This is good, fun food writing on a subject that is dear to my heart: Jewish delis. Unfortunately, we don’t have any good ones here in Seattle. But this is one of the funnier and more profound portions of Frank Bruni’s N.Y. Times review of the latest incarnation of the 2nd Avenue Deli:
I was saved by the latke, whose arrival shut down conversation about all else. It was scary: bigger than my foot, with an inside like cold mashed potatoes.
“It’s a school of latke,” Nora [Ephron] shrugged. “The hockey-puck school.”
“This is shocking,” said Laura. “Shocking.”

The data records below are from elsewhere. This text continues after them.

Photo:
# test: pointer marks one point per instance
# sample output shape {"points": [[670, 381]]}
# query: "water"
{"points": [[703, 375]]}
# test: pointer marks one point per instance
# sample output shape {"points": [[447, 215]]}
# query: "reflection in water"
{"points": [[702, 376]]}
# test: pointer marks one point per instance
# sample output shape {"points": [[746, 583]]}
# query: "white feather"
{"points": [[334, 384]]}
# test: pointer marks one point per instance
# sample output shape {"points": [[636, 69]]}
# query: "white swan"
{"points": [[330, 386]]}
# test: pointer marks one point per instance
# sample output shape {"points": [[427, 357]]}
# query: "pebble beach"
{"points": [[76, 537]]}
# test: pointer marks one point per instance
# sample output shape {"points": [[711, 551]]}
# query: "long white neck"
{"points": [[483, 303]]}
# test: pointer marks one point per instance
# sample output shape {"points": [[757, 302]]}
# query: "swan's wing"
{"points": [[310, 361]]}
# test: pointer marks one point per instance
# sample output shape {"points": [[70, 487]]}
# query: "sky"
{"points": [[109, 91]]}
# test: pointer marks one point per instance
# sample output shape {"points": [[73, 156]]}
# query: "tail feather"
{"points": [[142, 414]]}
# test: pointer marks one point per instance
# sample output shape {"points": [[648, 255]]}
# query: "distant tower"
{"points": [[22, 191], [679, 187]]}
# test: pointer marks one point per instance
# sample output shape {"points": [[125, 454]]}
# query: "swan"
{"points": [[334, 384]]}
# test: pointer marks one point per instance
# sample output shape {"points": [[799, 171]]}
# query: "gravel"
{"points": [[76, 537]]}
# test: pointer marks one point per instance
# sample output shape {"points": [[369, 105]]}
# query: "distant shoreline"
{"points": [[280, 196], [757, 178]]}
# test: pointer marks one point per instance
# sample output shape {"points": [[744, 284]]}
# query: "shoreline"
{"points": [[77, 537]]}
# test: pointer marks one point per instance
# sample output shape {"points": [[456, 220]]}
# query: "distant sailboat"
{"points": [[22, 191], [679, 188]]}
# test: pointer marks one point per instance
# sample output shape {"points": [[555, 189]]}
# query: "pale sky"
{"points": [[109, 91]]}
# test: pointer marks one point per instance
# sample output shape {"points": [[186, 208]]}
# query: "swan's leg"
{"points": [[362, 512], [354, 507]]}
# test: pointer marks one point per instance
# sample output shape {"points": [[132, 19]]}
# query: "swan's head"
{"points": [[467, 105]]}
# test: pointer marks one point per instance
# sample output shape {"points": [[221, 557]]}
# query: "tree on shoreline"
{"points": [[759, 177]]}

“You’re going with ‘shocking,’ Laura?” Nora teased, then wondered if there was rice pudding for dessert.
Nope. There was chocolate rugelach, which Nora said wasn’t quite as good as the raisin rugelach at Zabar’s.
Laura mentioned something about a deli near Boston, where she grew up. Ed [Koch] flashed back to corned beef and knishes from the different boroughs and decades in his life.
And I realized that we weren’t so much eating in a specific restaurant as passing through a communal storehouse of memories, on a bridge of babkas from the past to the future.
Ed, the most deeply rooted New Yorker among us, said that at the Second Avenue Deli, “I feel very much at home.”
“I walk out,” he said, “and I feel warm, no matter how cold it is.”